Provides structured logging with console and optional file output.
Includes PII/secrets sanitization to prevent credential leaks.
"""
import os
import re
import sys
from pathlib import Path
from loguru import logger
from mcp_task_aggregator.config import get_settings
# Patterns for sensitive data sanitization (order matters - more specific first)
_SANITIZE_PATTERNS: list[tuple[re.Pattern[str], str]] = [
# URLs with credentials (user:pass@host) - must come before email pattern
(re.compile(r"(https?://)([^/:@\s]+):([^/@\s]+)@"), r"\1<USER>:<PASS>@"),
# Bearer tokens
(re.compile(r"(Bearer\s+)[\w\-\.]+", re.I), r"\1<REDACTED>"),
# API keys and tokens (common formats) - handles key=value and key: value
(re.compile(r"(api[_-]?key|token|secret|auth)\s*[=:]\s*['\"]?[\w\-\.]+['\"]?", re.I), r"\1=<REDACTED>"),
# Email addresses
(re.compile(r"[a-zA-Z0-9._%+-]+@[a-zA-Z0-9.-]+\.[a-zA-Z]{2,}"), "<EMAIL>"),
# Jira/Atlassian cloud IDs (UUIDs)
(re.compile(r"[a-f0-9]{8}-[a-f0-9]{4}-[a-f0-9]{4}-[a-f0-9]{4}-[a-f0-9]{12}", re.I), "<UUID>"),
]
def _get_username() -> str:
"""Get current username for path sanitization."""
return os.environ.get("USER", os.environ.get("USERNAME", "user"))
def sanitize_message(message: str) -> str:
"""Sanitize sensitive data from log messages.
Args:
message: Raw log message.
Returns:
Sanitized message with PII/secrets redacted.
"""
# Sanitize home directory paths (contains username)
username = _get_username()
home = str(Path.home())
message = message.replace(home, "~")
message = message.replace(f"/Users/{username}", "~")

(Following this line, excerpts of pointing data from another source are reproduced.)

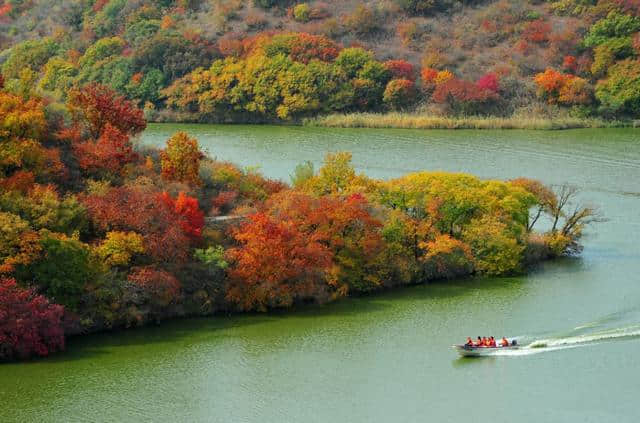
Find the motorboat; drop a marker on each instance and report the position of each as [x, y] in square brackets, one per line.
[470, 351]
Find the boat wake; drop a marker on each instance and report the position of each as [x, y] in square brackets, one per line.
[589, 334]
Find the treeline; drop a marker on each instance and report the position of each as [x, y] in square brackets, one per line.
[98, 234]
[280, 61]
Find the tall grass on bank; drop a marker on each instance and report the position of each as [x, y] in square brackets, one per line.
[419, 121]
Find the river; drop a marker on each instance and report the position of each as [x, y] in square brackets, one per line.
[387, 357]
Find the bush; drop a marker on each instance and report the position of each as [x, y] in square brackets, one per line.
[399, 94]
[29, 324]
[302, 12]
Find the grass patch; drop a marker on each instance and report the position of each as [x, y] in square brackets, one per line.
[420, 121]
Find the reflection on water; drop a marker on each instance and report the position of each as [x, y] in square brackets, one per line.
[386, 357]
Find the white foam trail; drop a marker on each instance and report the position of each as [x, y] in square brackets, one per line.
[630, 332]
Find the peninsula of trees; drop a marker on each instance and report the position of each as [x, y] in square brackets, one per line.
[97, 234]
[285, 61]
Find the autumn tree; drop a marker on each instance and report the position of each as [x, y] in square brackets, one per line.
[399, 94]
[62, 270]
[180, 160]
[275, 264]
[119, 248]
[191, 217]
[108, 154]
[620, 91]
[161, 286]
[135, 210]
[94, 106]
[29, 324]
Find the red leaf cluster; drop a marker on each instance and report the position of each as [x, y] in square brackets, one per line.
[537, 31]
[161, 285]
[290, 252]
[192, 218]
[462, 91]
[629, 6]
[401, 69]
[489, 82]
[230, 47]
[110, 152]
[22, 181]
[223, 202]
[29, 324]
[570, 63]
[95, 106]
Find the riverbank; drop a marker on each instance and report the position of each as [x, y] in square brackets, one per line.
[421, 121]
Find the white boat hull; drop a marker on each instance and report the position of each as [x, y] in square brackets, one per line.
[466, 351]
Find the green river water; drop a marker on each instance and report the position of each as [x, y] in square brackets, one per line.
[387, 357]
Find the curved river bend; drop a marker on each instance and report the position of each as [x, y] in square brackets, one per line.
[386, 358]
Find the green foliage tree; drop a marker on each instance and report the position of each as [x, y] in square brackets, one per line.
[620, 91]
[62, 271]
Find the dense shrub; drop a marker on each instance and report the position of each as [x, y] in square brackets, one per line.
[29, 324]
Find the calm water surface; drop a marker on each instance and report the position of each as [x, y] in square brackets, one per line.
[386, 358]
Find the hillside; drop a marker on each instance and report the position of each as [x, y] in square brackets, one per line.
[270, 60]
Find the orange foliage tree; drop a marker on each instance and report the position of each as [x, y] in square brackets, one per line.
[127, 209]
[180, 160]
[400, 69]
[94, 106]
[304, 247]
[192, 218]
[567, 89]
[109, 153]
[29, 323]
[161, 286]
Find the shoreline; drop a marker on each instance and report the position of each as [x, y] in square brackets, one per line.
[420, 121]
[394, 120]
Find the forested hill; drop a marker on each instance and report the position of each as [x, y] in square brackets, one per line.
[270, 60]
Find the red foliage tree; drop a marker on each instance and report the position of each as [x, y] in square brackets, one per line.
[128, 209]
[629, 6]
[275, 264]
[537, 31]
[401, 69]
[162, 286]
[428, 76]
[224, 201]
[230, 47]
[304, 247]
[110, 152]
[570, 63]
[192, 218]
[180, 160]
[489, 82]
[635, 42]
[21, 181]
[94, 106]
[29, 324]
[460, 91]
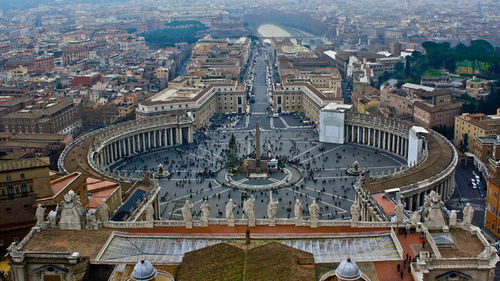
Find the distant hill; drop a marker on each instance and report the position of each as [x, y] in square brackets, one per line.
[28, 4]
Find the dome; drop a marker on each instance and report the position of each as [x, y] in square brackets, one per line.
[144, 271]
[348, 270]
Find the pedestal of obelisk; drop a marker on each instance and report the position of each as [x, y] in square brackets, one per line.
[257, 141]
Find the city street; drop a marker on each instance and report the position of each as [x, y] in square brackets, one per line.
[322, 165]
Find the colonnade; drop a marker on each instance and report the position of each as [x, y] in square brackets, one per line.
[136, 142]
[392, 136]
[378, 138]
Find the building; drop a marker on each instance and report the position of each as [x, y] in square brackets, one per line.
[50, 116]
[477, 88]
[487, 147]
[201, 98]
[219, 58]
[398, 100]
[21, 183]
[34, 64]
[85, 80]
[301, 98]
[74, 54]
[366, 100]
[330, 84]
[470, 126]
[492, 211]
[436, 109]
[434, 245]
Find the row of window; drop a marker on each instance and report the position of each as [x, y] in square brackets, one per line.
[11, 191]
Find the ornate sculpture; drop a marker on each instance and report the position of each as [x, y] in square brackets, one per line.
[229, 212]
[400, 208]
[71, 212]
[52, 218]
[468, 214]
[271, 211]
[298, 213]
[453, 218]
[205, 213]
[40, 215]
[187, 215]
[149, 212]
[314, 212]
[355, 210]
[104, 212]
[91, 221]
[249, 209]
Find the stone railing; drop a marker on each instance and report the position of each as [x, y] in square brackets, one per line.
[217, 221]
[439, 176]
[431, 242]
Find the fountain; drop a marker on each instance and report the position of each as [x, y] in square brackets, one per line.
[160, 172]
[355, 170]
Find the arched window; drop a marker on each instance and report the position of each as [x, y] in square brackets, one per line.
[10, 191]
[24, 189]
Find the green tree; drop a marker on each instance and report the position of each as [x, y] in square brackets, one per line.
[232, 161]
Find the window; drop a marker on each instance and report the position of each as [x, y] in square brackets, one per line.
[10, 191]
[24, 189]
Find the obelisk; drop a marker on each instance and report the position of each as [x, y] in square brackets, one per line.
[257, 141]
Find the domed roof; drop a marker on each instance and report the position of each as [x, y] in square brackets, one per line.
[144, 271]
[348, 270]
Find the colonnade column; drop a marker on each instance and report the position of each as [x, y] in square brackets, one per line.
[143, 142]
[154, 138]
[165, 133]
[383, 140]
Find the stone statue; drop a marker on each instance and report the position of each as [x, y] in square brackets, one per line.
[415, 218]
[52, 218]
[249, 209]
[150, 212]
[187, 215]
[229, 212]
[453, 218]
[400, 209]
[355, 211]
[468, 214]
[298, 213]
[314, 212]
[71, 213]
[40, 215]
[205, 213]
[271, 211]
[91, 221]
[104, 212]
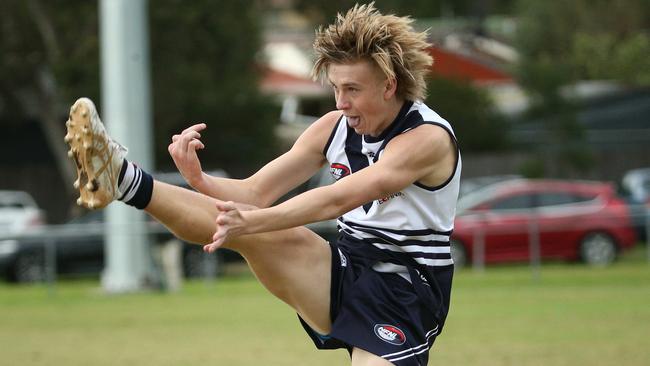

message = message.replace(f"/home/{username}", "~")
# Apply regex patterns
for pattern, replacement in _SANITIZE_PATTERNS:
message = pattern.sub(replacement, message)
return message
def _sanitizing_format(record: dict) -> str:
"""Format function that sanitizes the message before output."""
record["extra"]["sanitized_message"] = sanitize_message(record["message"])
return (
"<green>{time:YYYY-MM-DD HH:mm:ss}</green> | "
"<level>{level: <8}</level> | "
"<cyan>{name}</cyan>:<cyan>{function}</cyan>:<cyan>{line}</cyan> | "
"<level>{extra[sanitized_message]}</level>\n"
)
def _sanitizing_file_format(record: dict) -> str:
"""Format function for file output with sanitization."""
record["extra"]["sanitized_message"] = sanitize_message(record["message"])
return "{time:YYYY-MM-DD HH:mm:ss.SSS} | {level: <8} | {name}:{function}:{line} | {extra[sanitized_message]}\n"
def setup_logging() -> None:
"""Configure loguru logging based on application settings.
All log output is sanitized to prevent PII/secrets from being logged.
"""
settings = get_settings()
# Remove default handler
logger.remove()
# Add console handler (stderr for MCP compatibility) with sanitization
logger.add(
sys.stderr,
format=_sanitizing_format,
level=settings.log_level,
colorize=True,
)
# Add file handler if configured with sanitization
if settings.log_file:
logger.add(
settings.log_file,
format=_sanitizing_file_format,
level=settings.log_level,
rotation="10 MB",
retention="7 days",
compression="gz",
)
logger.info(f"Logging initialized at level {settings.log_level}")
def get_logger(name: str) -> "logger":
"""Get a logger instance with the given name.
Args:
name: Logger name, typically __name__ from the calling module.
Returns:
Configured logger instance.
"""
return logger.bind(name=name)
def configure_logging_for_tests(log_level: str = "DEBUG", log_file: Path | None = None) -> None:
"""Configure logging for test environment.
Args:
log_level: Log level to use during tests.
log_file: Optional file path for test logs.
"""
logger.remove()
test_format = "{time:HH:mm:ss} | {level: <8} | {name}:{function}:{line} | {message}"
logger.add(
sys.stderr,
format=test_format,
level=log_level,
colorize=True,
)
if log_file:
logger.add(
log_file,
format=test_format,
level=log_level,
)